If accepted, your donor code will be added to the donor registry from which recipient couples will select. After a recipient couple selects you, you will receive appropriate instructions which include blood tests and a psychological evaluation. Upon receipt of these results, the Egg Donor / IVF coordinator will schedule a visit to provide instructions regarding the medications and their administration.
You will be provided with the medications through our office. The coordinator will schedule you for your first ultrasound and blood test. You should refrain from taking any aspirin products or any non-steroidal medications (i.e. Motrin, Advil, Anaprox, Naprosyn) from the time you are selected.
What does the donor process entail?
There are several steps in the Egg Donor / IVF procedure. The first step involves the Donor using a GnRH agonist (Lupron) in conjunction with fertility medicines (hMG or FSH) to stimulate the ovaries for the production of several mature eggs. This process is commonly referred to as controlled ovarian hyperstimulation. This is in contrast to the natural menstrual cycle in which only one follicle with one egg is produced.
The response of the ovaries to these medicines is monitored by serial ultrasounds to observe the development of the follicles. Follicles are collections of fluid within the ovary containing an egg. Additionally, serial blood tests are performed to monitor the serum Estradiol and overall hormonal response to these medications.
By interpreting the results of the ultrasounds and blood tests, the physician is able to accurately determine the best time to harvest or remove the ova. An injection of human chorionic gonadotropin (hCG), commonly known as Profasi or Pregnyl is administered to induce the final maturation of the ova. Approximately 35.5 hours following the administration of the hCG, the oocyte retrieval is performed.

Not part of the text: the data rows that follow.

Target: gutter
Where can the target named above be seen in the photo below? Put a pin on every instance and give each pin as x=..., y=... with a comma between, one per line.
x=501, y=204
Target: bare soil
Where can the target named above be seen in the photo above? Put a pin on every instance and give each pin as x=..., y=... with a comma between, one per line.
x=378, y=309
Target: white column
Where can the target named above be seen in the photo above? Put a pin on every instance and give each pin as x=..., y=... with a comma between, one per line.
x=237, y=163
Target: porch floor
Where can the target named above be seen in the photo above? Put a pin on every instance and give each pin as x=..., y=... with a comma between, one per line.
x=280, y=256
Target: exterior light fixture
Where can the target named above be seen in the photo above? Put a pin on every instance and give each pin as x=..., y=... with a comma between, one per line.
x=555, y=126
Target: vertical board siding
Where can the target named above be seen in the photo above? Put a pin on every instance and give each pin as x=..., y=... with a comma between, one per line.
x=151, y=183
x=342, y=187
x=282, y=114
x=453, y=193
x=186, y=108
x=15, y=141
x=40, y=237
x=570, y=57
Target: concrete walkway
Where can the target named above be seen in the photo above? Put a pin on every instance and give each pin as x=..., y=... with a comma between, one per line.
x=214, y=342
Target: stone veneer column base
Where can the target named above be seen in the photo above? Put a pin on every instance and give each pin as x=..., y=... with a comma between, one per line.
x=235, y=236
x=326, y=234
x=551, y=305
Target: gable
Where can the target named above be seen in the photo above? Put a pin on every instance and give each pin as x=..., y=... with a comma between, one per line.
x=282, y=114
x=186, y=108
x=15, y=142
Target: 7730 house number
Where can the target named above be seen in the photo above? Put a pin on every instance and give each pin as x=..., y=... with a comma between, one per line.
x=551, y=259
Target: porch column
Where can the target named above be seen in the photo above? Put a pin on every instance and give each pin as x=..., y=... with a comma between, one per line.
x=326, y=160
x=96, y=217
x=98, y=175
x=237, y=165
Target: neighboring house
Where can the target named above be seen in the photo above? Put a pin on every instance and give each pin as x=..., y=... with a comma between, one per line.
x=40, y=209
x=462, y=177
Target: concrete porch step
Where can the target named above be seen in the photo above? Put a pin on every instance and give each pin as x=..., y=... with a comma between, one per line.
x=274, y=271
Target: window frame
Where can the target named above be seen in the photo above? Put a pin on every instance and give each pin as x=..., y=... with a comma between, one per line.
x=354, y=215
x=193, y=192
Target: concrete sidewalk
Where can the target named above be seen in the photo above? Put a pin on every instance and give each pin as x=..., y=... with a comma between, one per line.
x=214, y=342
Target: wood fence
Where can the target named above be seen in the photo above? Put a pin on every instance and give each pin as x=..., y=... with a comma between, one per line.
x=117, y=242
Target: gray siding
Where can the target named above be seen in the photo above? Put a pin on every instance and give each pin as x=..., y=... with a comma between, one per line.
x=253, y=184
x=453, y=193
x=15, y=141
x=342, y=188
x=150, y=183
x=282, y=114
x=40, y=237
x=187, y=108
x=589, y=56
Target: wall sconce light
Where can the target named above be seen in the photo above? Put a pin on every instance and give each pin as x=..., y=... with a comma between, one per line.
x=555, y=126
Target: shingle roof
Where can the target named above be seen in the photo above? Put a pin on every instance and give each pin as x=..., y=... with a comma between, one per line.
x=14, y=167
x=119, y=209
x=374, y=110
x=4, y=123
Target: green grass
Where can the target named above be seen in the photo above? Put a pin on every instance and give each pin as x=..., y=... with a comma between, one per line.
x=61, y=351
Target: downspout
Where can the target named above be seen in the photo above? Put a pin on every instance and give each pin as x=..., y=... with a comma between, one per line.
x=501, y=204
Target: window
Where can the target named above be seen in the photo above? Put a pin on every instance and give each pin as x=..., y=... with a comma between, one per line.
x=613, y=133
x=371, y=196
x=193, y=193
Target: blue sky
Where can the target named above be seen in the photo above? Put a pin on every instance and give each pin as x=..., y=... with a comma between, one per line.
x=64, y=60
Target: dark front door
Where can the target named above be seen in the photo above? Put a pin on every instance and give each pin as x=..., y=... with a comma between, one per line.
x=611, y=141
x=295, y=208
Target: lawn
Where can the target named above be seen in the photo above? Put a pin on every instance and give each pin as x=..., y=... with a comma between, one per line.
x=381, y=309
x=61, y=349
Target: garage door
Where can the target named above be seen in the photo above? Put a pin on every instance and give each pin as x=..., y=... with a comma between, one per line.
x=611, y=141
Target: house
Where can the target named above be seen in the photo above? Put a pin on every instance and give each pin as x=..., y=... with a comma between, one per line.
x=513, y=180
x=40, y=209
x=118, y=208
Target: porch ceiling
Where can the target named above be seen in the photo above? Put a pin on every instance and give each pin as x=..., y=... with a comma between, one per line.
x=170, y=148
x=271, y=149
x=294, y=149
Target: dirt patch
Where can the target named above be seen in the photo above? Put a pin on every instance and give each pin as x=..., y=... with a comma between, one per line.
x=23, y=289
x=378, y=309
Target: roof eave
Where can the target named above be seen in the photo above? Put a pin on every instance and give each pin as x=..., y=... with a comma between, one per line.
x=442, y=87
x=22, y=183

The most common procedure used for oocyte retrieval is ultrasound-guided aspiration. This procedure uses an ultrasound probe inserted into the vagina and a needle is guided through the vaginal wall into the ovary. Using the needle, the eggs are aspirated from the ovary using a suction device. This technique is the preferred method as the procedure is quicker, can be performed with light anesthesia and avoids abdominal incisions.
Will I be seen after the retrieval process?
You are required to come back to the office 2 – 3 weeks after the retrieval. During this visit an examination will be performed and you will receive your compensation check.
Are Donors compensated for their time?
As a participant in the anonymous egg donor program of the Reproductive Science Center of New Jersey you will be compensated for your time, inconvenience, and effort for screening, ovulation induction, and egg retrieval. As a participant in the program, you will be compensated eight thousand dollars ($8,000) following your 2-week visit after the retrieval.
If you complete the ovulation induction (take all the medications), but the physicians determine that egg retrieval should not be performed, you will be paid only five hundred dollars ($500).
Cycle monitoring is crucial during this process, therefore donors will be penalized if they are late or miss appointments.
The penalty for being late is $300 and for missing an appointment is $500 per incident. These penalties will be deducted from the $8,000 compensation. If you decide to withdraw from the program at any time, you will not be penalized in any way. However, you will receive no financial compensation.
The egg donor team at RSC-New Jersey is a very advanced team of professionals who supervise every step of the entire process. Our IVF team and equipment are at the forefront of reproductive medicine.
Be assured that all our efforts are directed toward a successful procedure and to guide you safely through your treatment.